Abstract
Synaptic activity recorded from low-density networks of cultured rat hippocampal neurons was monitored using microelectrode arrays (MEAs). Neuronal networks were patterned with poly-l-lysine (PLL) using microcontact printing (μCP). Polydimethysiloxane (PDMS) stamps were fabricated with relief structures resulting in patterns of 2 μm-wide lines for directing process growth and 20 μm-diameter circles for cell soma attachment. These circles were aligned to electrode sites. Different densities of neurons were plated in order to assess the minimal neuron density required for development of an active network. Spontaneous activity was observed at 10-14 days in networks using neuron densities as low as 200 cells/mm2. Immunocytochemistry demonstrated the distribution of dendrites along the lines and the location of foci of the presynaptic protein, synaptophysin, on neuron somas and dendrites.

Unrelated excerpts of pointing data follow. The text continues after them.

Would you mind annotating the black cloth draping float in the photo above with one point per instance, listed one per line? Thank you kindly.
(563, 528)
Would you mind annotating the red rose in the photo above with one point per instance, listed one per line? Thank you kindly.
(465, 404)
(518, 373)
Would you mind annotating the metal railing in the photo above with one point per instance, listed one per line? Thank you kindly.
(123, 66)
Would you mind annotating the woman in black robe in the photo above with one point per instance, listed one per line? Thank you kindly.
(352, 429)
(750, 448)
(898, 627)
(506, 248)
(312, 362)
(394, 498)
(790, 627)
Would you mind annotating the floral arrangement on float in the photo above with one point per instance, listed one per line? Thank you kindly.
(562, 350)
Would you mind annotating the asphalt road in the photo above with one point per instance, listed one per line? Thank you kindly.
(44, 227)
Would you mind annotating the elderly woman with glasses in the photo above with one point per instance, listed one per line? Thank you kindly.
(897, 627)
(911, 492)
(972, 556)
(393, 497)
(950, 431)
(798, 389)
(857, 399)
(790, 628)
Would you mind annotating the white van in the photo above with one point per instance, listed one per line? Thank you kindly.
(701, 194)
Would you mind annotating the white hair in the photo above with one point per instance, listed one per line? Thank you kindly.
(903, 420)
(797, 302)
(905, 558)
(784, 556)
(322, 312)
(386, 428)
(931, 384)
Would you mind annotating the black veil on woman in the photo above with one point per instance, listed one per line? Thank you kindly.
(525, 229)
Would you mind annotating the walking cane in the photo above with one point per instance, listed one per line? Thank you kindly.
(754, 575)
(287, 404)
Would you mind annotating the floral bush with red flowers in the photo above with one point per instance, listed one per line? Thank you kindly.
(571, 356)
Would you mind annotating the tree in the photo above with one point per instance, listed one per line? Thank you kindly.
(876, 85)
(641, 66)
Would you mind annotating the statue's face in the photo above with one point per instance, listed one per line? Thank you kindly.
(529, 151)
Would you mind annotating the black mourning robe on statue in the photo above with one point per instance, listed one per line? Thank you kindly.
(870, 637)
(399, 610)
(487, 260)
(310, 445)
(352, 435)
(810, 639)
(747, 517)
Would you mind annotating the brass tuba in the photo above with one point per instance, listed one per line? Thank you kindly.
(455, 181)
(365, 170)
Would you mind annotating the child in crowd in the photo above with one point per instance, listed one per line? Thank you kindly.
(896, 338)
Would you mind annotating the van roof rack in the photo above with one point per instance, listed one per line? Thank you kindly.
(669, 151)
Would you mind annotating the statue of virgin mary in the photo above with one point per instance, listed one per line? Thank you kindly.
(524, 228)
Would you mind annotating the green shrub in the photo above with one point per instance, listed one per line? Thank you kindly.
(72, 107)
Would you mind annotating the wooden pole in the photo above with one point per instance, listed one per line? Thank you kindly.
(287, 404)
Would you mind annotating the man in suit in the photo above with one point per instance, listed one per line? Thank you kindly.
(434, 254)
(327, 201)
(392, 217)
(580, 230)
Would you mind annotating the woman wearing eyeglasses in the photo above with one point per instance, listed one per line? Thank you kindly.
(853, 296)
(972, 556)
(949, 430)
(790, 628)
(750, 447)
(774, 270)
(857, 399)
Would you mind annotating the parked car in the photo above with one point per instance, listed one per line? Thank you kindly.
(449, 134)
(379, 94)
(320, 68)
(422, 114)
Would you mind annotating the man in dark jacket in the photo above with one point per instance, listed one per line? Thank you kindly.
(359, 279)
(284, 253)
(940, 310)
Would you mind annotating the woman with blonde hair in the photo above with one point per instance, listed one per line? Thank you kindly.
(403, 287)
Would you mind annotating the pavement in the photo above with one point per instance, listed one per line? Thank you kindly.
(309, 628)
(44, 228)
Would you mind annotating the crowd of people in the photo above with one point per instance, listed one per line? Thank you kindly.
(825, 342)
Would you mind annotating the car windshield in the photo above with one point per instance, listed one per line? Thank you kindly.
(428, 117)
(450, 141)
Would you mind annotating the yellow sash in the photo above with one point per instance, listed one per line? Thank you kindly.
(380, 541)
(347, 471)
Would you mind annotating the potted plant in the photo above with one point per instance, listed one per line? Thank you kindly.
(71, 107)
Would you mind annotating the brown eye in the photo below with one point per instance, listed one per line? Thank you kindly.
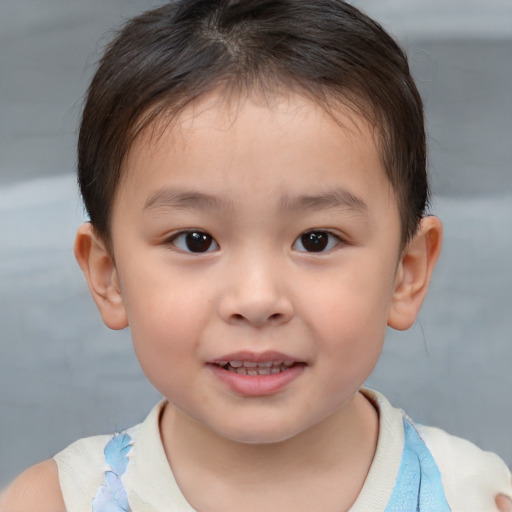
(195, 241)
(316, 241)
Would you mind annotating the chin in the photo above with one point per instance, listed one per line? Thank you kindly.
(263, 435)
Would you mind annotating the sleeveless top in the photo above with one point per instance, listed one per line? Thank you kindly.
(415, 469)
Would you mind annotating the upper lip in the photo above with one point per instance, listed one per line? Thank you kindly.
(255, 357)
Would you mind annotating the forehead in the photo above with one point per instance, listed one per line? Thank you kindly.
(284, 144)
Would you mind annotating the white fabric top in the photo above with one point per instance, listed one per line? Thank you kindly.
(470, 476)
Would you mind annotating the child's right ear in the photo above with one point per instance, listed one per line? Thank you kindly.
(100, 272)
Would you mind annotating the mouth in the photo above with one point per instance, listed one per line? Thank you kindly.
(253, 368)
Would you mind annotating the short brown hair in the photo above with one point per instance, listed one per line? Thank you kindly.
(166, 58)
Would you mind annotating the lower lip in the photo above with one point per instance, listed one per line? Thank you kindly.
(257, 385)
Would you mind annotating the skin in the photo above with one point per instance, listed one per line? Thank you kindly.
(255, 181)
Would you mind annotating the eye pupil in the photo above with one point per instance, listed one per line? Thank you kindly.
(315, 241)
(198, 242)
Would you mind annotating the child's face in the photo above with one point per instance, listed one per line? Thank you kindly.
(267, 235)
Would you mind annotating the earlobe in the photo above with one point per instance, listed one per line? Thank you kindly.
(100, 272)
(414, 272)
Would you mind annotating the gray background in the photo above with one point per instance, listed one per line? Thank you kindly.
(63, 375)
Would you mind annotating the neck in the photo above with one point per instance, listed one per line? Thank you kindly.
(340, 448)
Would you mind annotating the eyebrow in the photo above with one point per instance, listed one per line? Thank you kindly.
(333, 199)
(183, 200)
(190, 199)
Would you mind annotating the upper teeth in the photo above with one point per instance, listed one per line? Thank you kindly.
(254, 364)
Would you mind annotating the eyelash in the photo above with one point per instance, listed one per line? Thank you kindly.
(318, 241)
(207, 239)
(323, 240)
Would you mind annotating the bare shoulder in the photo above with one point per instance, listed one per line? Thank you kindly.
(37, 488)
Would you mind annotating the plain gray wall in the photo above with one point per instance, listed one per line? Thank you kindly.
(63, 375)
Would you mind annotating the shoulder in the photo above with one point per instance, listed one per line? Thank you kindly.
(471, 476)
(37, 488)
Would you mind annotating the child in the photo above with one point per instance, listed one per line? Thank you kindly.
(254, 172)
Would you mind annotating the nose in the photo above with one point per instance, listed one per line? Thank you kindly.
(255, 293)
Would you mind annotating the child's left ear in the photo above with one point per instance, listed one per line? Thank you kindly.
(414, 272)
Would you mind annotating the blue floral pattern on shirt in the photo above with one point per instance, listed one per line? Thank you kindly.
(112, 497)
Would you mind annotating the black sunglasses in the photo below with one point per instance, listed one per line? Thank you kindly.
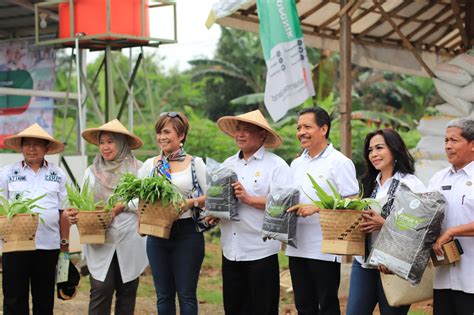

Scanning electron microscopy demonstrated that single fluorescent tracks contained multiple processes. Evoked responses of selected portions of the networks were produced by stimulation of specific electrode sites. In addition, the neuronal excitability of the network was increased by the bath application of high K+ (10-12 mM). Application of DNQX, an AMPA antagonist, blocked all spontaneous activity, suggesting that the activity is excitatory and mediated through glutamate receptors.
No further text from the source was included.